Epidemiological and clinical profile of malaria patients in Isfahan Province, Iran: a retrospective analysis from 2009 to 2025
Sara Lesani, Mohammad Javad Boozhmehrani, Mahnaz Golban, Zahra Ghayour Najafabadi

TL;DR
This study examines the decline and current challenges of malaria in Isfahan Province, Iran, focusing on imported cases and the need for targeted interventions.
Contribution
The study provides a detailed retrospective analysis of malaria trends and risk factors in Isfahan Province from 2009 to 2025.
Findings
Malaria incidence declined sharply after 2009 but fluctuated, with a resurgence in 2024.
Imported cases, especially among Afghan nationals, dominate the malaria burden.
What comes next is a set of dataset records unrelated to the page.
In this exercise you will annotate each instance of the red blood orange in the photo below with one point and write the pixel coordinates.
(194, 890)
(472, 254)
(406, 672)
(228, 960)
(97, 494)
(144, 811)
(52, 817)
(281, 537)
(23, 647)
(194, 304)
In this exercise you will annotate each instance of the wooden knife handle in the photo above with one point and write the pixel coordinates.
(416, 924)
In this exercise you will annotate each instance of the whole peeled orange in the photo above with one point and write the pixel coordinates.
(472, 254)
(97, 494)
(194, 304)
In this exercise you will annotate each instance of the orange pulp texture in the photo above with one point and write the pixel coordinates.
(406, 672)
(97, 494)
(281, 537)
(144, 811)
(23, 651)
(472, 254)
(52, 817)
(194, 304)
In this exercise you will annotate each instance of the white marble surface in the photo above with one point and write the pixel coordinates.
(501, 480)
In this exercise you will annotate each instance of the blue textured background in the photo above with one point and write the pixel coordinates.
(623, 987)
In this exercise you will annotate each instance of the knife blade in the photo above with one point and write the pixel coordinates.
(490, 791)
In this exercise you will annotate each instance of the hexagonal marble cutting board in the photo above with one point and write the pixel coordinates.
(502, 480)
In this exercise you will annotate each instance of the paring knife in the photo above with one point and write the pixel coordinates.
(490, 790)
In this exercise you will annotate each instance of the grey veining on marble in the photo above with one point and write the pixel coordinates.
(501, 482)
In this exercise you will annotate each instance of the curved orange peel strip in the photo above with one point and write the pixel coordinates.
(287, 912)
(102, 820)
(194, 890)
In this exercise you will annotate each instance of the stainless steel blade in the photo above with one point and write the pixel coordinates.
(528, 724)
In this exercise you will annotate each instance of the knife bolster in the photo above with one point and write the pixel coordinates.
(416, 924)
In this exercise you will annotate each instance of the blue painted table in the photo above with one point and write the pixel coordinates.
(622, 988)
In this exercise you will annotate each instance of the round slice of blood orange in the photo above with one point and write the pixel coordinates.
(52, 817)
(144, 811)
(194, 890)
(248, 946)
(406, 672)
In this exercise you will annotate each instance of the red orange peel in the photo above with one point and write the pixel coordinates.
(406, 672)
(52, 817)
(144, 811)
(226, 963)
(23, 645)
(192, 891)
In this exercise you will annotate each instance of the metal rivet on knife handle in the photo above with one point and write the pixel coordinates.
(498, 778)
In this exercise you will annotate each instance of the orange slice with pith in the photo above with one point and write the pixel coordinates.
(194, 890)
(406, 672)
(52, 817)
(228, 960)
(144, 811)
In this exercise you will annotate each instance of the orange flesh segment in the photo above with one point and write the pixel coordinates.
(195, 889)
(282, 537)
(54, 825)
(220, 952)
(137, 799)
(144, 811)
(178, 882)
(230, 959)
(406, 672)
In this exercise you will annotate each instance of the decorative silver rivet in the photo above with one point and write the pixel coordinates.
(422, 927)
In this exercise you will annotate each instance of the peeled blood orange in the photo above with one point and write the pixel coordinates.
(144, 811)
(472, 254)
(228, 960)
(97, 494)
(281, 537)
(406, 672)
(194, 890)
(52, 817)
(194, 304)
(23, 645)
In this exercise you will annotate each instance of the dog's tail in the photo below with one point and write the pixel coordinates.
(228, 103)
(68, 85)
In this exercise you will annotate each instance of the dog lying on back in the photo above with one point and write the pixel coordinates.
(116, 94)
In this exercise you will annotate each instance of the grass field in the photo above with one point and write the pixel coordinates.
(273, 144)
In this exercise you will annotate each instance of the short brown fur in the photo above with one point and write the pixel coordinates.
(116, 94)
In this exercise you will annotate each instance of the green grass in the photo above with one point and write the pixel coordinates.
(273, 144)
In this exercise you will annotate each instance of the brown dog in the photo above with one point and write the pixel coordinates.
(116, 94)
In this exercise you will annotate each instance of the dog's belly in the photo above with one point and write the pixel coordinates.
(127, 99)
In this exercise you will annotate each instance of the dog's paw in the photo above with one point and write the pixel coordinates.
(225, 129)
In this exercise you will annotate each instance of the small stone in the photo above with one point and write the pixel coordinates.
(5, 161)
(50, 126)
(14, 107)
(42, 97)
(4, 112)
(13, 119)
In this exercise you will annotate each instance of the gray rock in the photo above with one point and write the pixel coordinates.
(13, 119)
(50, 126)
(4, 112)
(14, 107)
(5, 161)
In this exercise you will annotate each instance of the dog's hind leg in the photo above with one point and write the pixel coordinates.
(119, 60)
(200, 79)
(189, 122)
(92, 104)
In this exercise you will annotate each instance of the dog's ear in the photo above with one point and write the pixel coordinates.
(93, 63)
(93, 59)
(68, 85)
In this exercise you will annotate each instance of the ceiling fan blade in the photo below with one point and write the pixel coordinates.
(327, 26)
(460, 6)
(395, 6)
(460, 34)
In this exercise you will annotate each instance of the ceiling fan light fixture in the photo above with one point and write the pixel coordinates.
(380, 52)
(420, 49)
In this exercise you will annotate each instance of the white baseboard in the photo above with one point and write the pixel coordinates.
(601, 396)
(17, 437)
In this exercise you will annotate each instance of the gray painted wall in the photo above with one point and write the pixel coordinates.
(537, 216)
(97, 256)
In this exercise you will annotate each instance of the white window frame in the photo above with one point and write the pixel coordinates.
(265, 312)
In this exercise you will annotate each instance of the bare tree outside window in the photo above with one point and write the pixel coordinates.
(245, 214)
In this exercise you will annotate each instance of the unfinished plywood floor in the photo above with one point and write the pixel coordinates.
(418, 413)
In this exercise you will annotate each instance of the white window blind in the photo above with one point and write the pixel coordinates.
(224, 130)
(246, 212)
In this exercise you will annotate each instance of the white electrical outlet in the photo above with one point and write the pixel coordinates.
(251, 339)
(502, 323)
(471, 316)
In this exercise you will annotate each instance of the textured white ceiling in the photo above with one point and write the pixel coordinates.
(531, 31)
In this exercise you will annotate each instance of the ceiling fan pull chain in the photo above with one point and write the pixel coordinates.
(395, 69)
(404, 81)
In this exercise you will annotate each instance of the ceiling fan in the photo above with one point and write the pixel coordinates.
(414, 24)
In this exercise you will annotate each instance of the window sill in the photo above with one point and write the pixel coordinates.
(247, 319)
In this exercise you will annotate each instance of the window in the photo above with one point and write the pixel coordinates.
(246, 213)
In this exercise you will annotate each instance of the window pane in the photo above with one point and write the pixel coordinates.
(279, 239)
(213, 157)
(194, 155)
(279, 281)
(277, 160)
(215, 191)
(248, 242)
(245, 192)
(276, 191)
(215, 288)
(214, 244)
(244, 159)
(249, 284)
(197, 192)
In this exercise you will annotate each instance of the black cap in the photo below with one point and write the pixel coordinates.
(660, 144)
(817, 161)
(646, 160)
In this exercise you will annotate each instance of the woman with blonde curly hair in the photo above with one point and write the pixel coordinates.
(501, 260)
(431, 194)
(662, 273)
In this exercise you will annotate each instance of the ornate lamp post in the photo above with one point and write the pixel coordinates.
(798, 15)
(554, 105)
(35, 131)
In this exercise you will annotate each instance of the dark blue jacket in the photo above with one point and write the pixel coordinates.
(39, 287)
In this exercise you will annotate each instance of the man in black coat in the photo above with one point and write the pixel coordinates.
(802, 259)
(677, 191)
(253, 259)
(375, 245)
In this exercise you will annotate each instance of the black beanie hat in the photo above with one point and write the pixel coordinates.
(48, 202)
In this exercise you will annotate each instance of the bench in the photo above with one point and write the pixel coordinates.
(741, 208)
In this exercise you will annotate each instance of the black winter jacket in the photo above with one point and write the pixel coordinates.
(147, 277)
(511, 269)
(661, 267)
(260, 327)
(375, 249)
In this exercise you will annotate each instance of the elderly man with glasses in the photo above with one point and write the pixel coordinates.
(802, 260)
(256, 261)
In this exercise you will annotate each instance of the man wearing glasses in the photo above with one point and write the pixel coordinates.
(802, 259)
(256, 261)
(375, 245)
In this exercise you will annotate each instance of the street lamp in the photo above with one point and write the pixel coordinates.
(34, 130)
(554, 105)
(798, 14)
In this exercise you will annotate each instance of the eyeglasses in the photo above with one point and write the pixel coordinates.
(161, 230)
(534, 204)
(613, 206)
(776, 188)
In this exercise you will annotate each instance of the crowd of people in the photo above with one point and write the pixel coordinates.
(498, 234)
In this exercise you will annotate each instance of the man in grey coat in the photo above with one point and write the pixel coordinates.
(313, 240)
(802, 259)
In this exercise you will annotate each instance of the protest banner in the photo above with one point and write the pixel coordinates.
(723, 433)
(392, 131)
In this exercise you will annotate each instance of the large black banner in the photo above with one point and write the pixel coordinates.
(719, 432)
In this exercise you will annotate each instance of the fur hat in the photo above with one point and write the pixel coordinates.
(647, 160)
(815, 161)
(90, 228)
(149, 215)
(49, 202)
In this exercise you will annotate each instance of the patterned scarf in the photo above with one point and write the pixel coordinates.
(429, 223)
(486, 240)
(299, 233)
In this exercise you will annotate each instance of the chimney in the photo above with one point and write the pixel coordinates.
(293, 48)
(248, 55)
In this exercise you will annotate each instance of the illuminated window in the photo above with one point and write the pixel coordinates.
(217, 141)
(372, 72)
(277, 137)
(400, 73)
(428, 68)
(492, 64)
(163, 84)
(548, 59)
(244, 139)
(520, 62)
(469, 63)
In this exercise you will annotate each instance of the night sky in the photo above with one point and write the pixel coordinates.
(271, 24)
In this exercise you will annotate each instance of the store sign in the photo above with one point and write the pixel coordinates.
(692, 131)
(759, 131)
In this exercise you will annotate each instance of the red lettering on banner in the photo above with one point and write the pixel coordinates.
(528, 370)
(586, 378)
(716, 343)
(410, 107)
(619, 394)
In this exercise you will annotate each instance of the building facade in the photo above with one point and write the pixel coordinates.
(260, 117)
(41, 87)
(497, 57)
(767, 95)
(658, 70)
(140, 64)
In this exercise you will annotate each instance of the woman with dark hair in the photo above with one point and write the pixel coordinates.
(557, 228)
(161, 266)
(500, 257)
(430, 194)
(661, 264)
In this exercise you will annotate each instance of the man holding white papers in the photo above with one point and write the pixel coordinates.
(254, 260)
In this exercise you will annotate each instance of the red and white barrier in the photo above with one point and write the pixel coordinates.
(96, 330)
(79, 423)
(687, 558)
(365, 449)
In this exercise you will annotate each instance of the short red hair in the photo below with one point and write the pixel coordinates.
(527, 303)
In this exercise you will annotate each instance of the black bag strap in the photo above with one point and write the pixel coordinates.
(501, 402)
Plasmodium falciparum is strongly associated with severe disease compared to Plasmodium vivax.
Abstract
Malaria remains a significant global health challenge despite remarkable declines in incidence, in Isfahan Province, Iran, historically considered an endemic area. Although national elimination programmes have reduced transmission, imported cases continue to sustain malaria risk. This study aimed to assess the epidemiological and clinical characteristics of malaria in Isfahan Province from 2009 to 2025. A retrospective observational analysis was conducted using surveillance data from the Isfahan Center for Disease Control. All microscopically confirmed malaria cases reported between January 2009 and January 2025 were included. Demographic, epidemiological, and clinical data were extracted via a standardized checklist. Descriptive statistics and multivariable logistic regression were applied to identify trends and risk factors for severe malaria. A total of 569 cases were reported…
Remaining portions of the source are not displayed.